Eustachios Kolas, president of the Association of Greek Clergy, representing 8,000 Orthodox parish priests, referred to John Paul II as the "grotesque, two-headed monster of Rome" and a "wolf dressed in sheepskin."
Meanwhile in Reggio, Italy, Patriarch Bartholomew I of Constantinople publicly expressed his satisfaction over John Paul II's upcoming trip to Athens, which has generated opposition among some nationalist Orthodox.
At the end of his visit to southern Italy, the patriarch told the Italian newspaper Avvenire: "I greet with great joy the imminent visit of our brother John Paul II to Greece, and I hope it will make a contribution to the dialogue and spirit of fraternity between our Churches."
The Pope's visit to Greece, following in the footsteps of the Apostle Paul, is expected to take place between May 4-5, as confirmed from Athens by the apostolic nuncio in Greece, Archbishop Paul Fouad Tabet.
Some circles of the Greek Orthodox Church oppose to the Roman Pontiff's stepping on Orthodox soil. Asked about these reactions, the patriarch responded: "What will be, will be.
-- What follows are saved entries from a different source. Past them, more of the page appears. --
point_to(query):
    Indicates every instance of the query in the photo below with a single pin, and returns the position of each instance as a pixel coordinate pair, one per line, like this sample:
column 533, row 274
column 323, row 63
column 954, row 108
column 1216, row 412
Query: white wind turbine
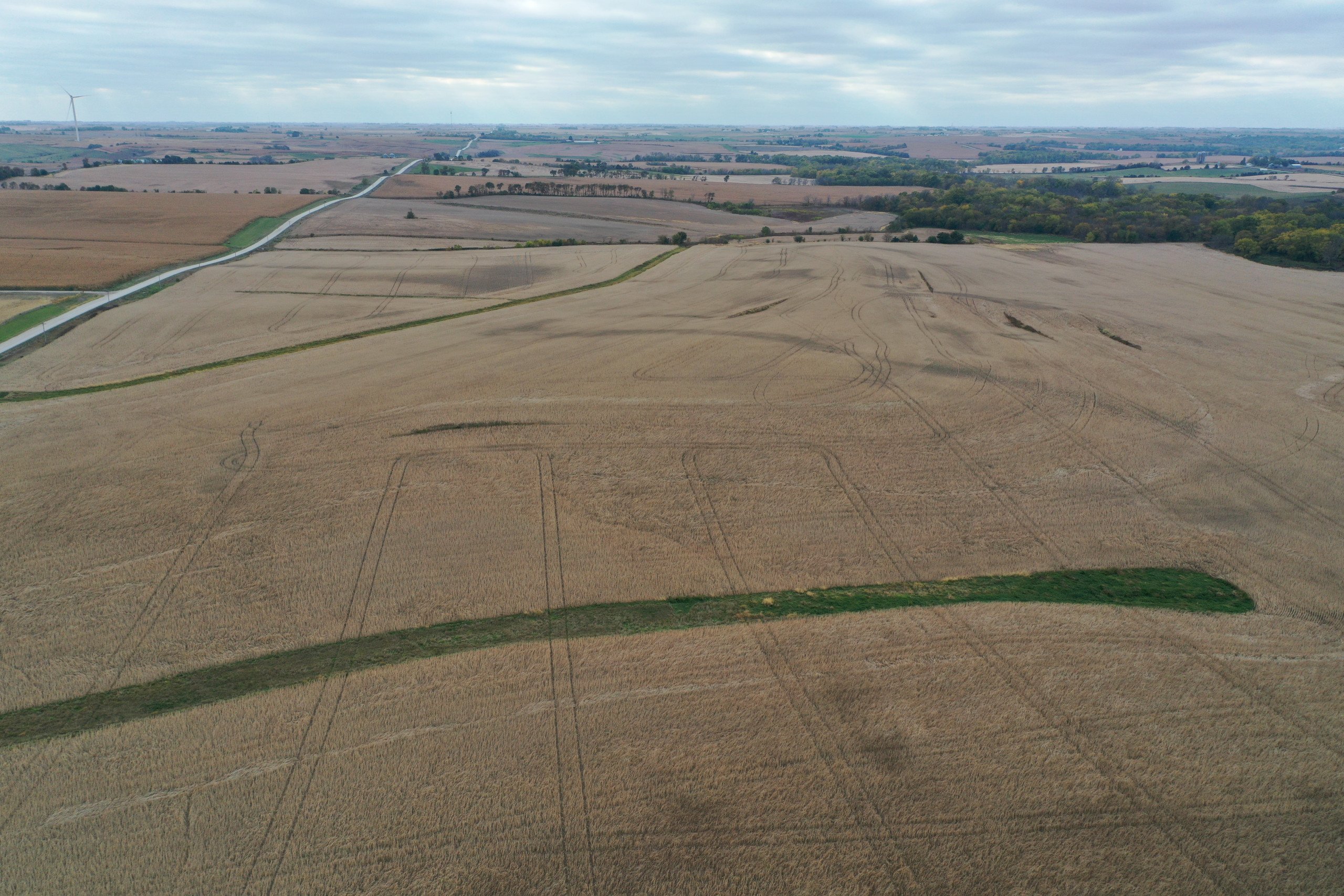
column 73, row 113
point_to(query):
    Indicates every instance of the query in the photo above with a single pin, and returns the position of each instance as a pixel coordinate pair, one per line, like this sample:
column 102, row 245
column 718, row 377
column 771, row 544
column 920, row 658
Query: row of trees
column 1105, row 212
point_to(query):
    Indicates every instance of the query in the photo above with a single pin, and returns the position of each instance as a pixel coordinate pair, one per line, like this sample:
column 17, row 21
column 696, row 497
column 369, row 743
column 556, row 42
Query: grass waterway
column 1158, row 589
column 301, row 347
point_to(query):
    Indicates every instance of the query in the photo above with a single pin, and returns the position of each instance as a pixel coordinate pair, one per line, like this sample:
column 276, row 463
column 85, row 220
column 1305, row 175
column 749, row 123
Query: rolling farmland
column 523, row 218
column 93, row 239
column 733, row 419
column 430, row 187
column 279, row 299
column 320, row 175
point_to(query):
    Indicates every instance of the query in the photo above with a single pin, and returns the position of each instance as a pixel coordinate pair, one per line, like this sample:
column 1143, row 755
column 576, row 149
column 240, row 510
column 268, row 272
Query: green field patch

I am very happy about the fact that the visit can take place."
Among the archbishop of Athens, head of the autonomous Church of Greece, and the patriarch of Constantinople, he is "primus inter pares," but he does not have effective authority over the other Orthodox Churches.
Meanwhile, John Paul II sent a special message to the patriarch, who is expected to attend an ecumenical prayer meeting this evening, organized by the Catholic Church in Sicily.
In his message, sent to the Sicilian bishops' conference, the Holy Father expresses the hope that this prayer initiative, which will also be attended by Cardinal Edward I. Cassidy, president emeritus of the Pontifical Council for Promoting Christian Unity, will help to foster full communion among Christians, which must be encouraged "especially through the ecumenism of holiness, prayer, and charity in truth."
"Every possible effort must be made to hasten the fulfillment of the unity of believers in Christ," the Pope said.
The patriarch attended a meeting this week in Acireale as part of the program of the fourth Congress of the Sicilian Churches.